What advantages do multicloud deployments offer?
Multicloud’s main advantage is that organizations and application developers can pick and choose components from multiple vendors and use the best fit for their intended purpose. To draw a comparison, multicloud is more à la carte than table d’hôte.
For organizations with an outsized dependency on the Windows ecosystem, leveraging some Microsoft Azure services may be beneficial, while the same organization may use Google Cloud for machine learning and analytics and/or Amazon for public-facing web services.
Industry cloud service providers, such as Dell Boomi, offer cloud-focused digital transformation and data management services for targeted industries (e.g., healthcare organizations) that traditionally face regulatory hurdles to modernization. These hurdles include data storage requirements for regulatory compliance and disaster recovery or business continuity when integrating with public cloud services.

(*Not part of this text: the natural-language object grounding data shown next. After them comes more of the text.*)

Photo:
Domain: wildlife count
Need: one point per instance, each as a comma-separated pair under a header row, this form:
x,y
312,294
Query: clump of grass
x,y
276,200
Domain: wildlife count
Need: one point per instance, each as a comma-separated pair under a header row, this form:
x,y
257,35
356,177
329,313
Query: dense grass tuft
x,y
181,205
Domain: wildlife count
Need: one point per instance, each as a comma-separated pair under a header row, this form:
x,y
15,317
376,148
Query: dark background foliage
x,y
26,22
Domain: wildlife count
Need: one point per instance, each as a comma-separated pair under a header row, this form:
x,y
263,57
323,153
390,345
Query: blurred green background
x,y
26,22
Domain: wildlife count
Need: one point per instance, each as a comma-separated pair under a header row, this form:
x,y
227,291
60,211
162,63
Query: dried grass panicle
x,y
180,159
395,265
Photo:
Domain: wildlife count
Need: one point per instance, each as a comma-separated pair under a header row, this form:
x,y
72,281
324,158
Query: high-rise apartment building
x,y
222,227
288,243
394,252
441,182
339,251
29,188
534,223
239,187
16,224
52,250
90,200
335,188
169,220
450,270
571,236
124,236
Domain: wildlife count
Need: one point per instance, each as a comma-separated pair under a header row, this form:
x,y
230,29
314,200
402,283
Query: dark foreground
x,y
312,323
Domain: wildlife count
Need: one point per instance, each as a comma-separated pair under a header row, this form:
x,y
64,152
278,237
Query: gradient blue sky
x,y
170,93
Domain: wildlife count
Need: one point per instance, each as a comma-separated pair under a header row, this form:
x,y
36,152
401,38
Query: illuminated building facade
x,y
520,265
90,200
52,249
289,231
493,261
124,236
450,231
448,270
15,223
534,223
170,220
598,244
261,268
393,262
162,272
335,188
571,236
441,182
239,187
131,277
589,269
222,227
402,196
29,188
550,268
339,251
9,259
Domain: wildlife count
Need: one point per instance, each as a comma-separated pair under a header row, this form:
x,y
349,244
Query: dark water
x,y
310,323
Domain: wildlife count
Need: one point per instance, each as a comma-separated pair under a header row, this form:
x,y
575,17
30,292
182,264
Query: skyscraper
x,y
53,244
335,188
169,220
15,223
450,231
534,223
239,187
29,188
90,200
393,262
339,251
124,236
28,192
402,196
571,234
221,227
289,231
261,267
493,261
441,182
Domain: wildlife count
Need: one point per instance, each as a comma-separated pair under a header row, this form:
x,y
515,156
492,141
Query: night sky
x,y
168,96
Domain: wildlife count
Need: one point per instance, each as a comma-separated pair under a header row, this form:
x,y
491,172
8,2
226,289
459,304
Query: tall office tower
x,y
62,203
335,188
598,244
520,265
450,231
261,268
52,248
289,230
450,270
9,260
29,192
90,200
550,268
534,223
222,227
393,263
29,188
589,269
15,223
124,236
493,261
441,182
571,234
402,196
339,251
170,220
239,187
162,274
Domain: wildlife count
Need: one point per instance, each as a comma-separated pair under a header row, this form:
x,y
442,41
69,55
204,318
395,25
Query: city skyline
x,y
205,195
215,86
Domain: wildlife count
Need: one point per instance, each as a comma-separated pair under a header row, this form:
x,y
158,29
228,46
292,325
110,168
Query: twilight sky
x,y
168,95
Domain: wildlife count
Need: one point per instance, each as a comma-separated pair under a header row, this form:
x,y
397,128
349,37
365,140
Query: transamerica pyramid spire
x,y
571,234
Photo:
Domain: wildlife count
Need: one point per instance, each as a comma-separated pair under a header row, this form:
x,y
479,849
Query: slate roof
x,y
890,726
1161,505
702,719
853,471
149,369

Another benefit of multicloud deployments is cost savings. Competitive pricing is a strategy used by multiple vendors to entice customers to migrate from a traditional, on-premises data center to a hybrid or public cloud model. There is an important caveat to this approach: The time required to create integrations between clouds, with cost savings as a primary motivator, can be counterproductive, as developing those integrations can cost more than the savings they would produce.

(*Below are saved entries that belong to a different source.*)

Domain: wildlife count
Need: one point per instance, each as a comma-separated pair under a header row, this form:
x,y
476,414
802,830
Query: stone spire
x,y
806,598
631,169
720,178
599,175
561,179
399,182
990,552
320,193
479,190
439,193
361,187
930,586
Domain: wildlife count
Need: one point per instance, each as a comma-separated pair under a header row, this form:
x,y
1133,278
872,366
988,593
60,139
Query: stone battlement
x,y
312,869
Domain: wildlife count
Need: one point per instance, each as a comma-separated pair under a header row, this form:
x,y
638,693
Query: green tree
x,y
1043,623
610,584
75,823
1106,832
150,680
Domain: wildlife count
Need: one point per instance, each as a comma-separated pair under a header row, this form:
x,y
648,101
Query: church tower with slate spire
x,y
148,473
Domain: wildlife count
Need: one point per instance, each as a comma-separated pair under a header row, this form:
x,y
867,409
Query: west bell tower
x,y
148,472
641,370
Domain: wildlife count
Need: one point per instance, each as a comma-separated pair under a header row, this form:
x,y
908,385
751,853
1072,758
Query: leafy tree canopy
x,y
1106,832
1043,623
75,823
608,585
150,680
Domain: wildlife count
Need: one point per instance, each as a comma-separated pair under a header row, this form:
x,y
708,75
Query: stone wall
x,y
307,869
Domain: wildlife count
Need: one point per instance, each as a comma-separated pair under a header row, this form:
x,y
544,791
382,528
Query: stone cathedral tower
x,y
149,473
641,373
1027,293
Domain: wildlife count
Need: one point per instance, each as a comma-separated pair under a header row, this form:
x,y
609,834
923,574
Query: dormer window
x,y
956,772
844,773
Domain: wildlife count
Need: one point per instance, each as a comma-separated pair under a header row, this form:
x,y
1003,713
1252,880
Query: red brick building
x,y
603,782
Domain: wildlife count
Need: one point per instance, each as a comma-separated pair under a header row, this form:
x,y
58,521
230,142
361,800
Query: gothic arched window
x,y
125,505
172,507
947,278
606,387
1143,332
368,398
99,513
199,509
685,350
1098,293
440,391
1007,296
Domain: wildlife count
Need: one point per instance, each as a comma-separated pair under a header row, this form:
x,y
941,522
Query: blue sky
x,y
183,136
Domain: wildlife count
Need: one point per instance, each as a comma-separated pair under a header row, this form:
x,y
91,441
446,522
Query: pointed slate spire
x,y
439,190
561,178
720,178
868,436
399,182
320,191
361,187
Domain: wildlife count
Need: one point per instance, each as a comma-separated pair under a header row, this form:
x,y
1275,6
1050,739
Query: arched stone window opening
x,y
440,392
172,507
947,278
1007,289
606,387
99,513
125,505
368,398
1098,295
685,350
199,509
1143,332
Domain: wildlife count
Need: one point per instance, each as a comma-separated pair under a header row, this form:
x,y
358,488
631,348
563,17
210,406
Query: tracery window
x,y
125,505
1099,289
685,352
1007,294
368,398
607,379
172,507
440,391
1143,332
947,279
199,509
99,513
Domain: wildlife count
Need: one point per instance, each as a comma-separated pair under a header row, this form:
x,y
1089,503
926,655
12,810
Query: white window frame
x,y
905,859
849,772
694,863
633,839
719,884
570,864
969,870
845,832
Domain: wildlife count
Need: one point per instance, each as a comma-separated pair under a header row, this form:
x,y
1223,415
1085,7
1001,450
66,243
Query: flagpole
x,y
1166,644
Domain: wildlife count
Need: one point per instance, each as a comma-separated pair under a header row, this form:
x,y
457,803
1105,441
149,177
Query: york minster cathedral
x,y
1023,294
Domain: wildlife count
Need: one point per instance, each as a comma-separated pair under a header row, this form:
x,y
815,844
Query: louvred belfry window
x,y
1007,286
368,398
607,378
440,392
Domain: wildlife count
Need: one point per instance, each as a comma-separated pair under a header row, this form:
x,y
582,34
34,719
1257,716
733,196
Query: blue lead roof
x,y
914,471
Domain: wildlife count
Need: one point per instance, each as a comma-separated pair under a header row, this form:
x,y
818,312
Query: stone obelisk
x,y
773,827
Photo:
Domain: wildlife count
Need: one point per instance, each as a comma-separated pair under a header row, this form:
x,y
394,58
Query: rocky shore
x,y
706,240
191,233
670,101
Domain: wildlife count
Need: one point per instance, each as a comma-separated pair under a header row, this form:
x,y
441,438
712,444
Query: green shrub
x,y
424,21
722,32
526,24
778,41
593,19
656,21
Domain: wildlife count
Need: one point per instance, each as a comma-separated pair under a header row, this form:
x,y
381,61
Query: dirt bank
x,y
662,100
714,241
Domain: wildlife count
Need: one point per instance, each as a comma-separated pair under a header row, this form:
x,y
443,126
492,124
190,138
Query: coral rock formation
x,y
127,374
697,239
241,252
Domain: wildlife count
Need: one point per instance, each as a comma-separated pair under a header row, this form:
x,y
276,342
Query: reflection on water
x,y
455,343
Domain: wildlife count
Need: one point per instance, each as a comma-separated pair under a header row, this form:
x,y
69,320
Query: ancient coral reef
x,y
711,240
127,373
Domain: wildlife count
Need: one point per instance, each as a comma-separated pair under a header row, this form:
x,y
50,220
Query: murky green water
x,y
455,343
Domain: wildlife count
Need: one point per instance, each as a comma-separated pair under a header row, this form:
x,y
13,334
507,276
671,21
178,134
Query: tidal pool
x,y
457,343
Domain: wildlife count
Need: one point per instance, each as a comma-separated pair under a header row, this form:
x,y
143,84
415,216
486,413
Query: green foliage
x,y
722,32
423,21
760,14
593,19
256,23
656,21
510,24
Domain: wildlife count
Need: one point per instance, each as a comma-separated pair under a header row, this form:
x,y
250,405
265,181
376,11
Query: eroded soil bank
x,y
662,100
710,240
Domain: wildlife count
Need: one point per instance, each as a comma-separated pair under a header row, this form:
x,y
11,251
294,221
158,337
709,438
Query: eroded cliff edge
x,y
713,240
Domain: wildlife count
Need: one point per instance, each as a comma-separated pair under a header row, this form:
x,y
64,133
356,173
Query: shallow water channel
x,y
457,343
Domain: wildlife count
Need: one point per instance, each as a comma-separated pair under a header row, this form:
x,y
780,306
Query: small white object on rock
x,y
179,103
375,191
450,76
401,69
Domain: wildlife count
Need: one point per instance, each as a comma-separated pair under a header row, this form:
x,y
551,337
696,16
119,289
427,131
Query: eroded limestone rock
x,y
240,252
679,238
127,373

Should my business use a multicloud approach?
Generally, a multicloud deployment will be useful for organizations that have specific needs or dependencies to satisfy, such as integrations with Internet of Things (IoT) devices, or a reliance on Windows software or specific third-party solutions. Multicloud offers a great deal of flexibility in how resources are managed, though the difficulty increases roughly exponentially with the number of integrations added. Cloud management platforms can be used to ease deployment and integration of various cloud services.
Presently, cloud providers are not engaging in vendor lock-in—putting up barriers to interoperability, or hampering migration to a different provider—though customer retention is expected to become an increasing concern as cloud services are commoditized.

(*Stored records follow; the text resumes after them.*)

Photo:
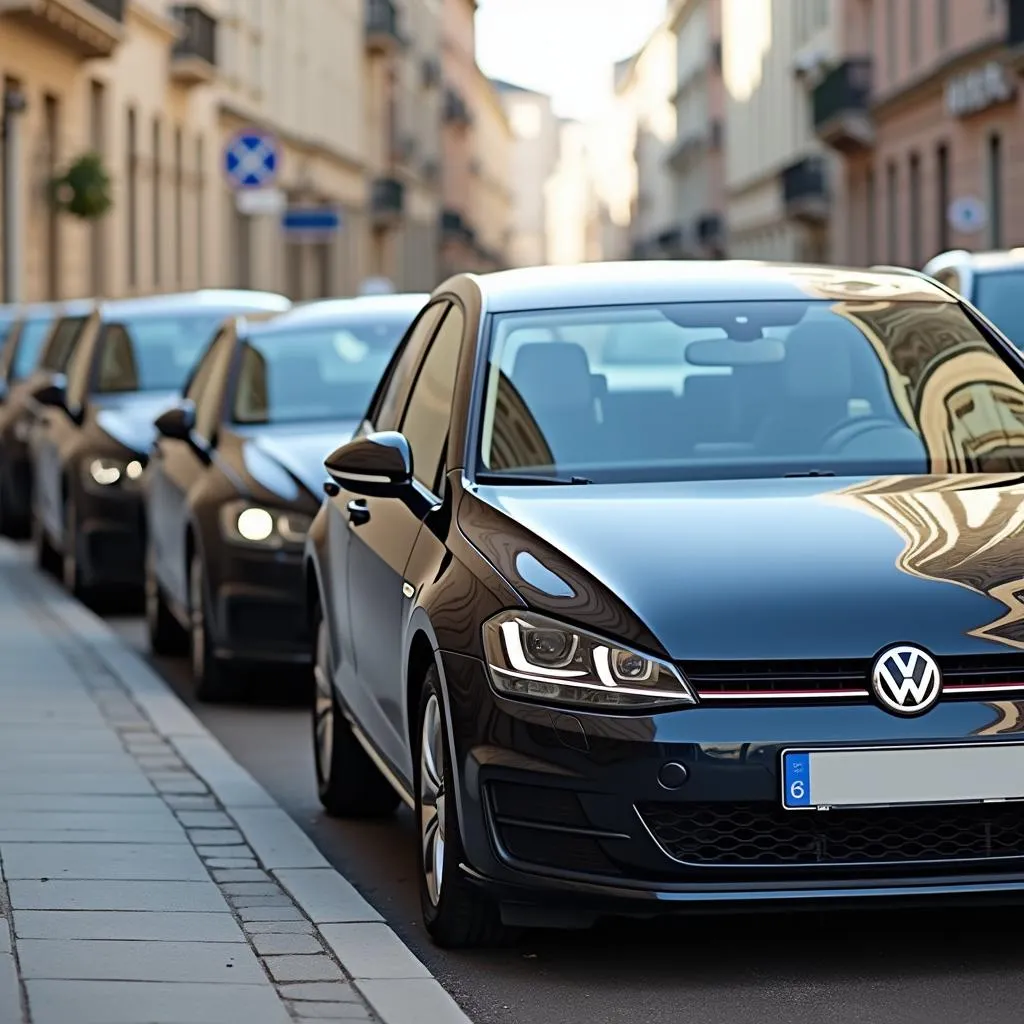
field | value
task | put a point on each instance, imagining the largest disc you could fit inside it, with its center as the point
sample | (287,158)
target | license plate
(895,776)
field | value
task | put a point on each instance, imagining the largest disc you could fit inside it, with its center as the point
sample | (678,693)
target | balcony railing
(382,26)
(805,189)
(841,104)
(195,54)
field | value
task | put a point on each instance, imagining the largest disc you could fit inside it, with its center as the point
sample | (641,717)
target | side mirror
(53,393)
(177,422)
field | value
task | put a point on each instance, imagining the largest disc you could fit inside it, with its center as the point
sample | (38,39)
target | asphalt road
(915,968)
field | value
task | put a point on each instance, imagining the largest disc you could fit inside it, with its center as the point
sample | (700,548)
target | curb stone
(299,891)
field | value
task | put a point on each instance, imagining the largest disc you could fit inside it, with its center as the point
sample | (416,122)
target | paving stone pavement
(144,878)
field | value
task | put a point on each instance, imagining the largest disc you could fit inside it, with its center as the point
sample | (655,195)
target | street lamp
(14,104)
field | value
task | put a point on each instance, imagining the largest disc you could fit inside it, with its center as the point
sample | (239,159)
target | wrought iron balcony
(195,56)
(805,189)
(841,104)
(382,27)
(87,28)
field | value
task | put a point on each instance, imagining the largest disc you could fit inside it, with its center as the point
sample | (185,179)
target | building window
(892,212)
(942,176)
(942,24)
(157,185)
(179,213)
(995,190)
(914,197)
(913,32)
(200,209)
(132,218)
(870,220)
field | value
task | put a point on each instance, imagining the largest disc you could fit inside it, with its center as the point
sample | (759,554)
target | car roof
(330,310)
(664,282)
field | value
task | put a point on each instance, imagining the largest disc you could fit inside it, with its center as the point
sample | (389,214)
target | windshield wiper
(529,478)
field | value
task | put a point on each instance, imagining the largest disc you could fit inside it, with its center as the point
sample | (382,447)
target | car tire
(457,914)
(167,637)
(46,557)
(215,680)
(348,782)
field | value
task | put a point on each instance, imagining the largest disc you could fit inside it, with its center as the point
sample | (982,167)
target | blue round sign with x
(251,160)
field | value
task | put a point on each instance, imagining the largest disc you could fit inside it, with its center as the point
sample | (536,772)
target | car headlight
(535,657)
(102,472)
(244,522)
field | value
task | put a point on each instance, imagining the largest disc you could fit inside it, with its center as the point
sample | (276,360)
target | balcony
(194,59)
(1015,33)
(387,201)
(841,104)
(456,110)
(87,28)
(382,27)
(805,192)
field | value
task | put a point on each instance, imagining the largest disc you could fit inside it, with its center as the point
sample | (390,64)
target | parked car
(992,281)
(89,448)
(237,475)
(18,410)
(620,666)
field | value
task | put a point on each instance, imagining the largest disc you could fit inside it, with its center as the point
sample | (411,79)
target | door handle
(357,511)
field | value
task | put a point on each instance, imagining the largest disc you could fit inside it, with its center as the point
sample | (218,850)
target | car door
(384,531)
(177,467)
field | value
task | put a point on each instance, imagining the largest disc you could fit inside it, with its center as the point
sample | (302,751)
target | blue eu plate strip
(797,780)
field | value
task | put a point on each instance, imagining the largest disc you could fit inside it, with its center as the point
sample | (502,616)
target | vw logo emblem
(906,680)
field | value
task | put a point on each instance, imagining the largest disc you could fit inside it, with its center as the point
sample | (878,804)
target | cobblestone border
(328,952)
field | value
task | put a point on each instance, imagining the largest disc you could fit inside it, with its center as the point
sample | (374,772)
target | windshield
(997,295)
(30,343)
(723,390)
(155,352)
(327,372)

According to Carson Sweet, CTO of cloud security firm CloudPassage, “Retention in most of the major cloud providers is achieved by crafting a value proposition that entices users to use more services on a broader scale. The idea now is to get customers to the point of being ‘all-in’ of the customer’s own volition… buyers have largely evolved well beyond getting ‘tricked’ into lock-in.”
How popular is multicloud?
Multicloud is continuing to gain popularity as competitors to Amazon Web Services have appeared, and particularly as specialized cloud technology vendors and service vendors have gained traction.
As organizations grow, it may be the case that needs for individual teams or projects are not met by their existing cloud provider; likewise, for mergers and acquisitions, not all business operations can be easily migrated to the cloud infrastructure of the acquiring company. These are optimal cases for adding a secondary public cloud provider for a multicloud deployment.
How do I build a multicloud deployment?
Migrating to a multicloud deployment is not a decision that should be entered into lightly. While the proliferation of open source software has greatly decreased issues with vendor lock-in, the potential for interoperability problems to occur still exist. Cloud management platforms can be used to avoid potential issues with common configurations, though some corner cases can hamper successful deployment. Particularly, as vendor-specific APIs are somewhat opaque and not necessarily static, the ability to launch a multicloud deployment can be complicated by mutual incompatibilities.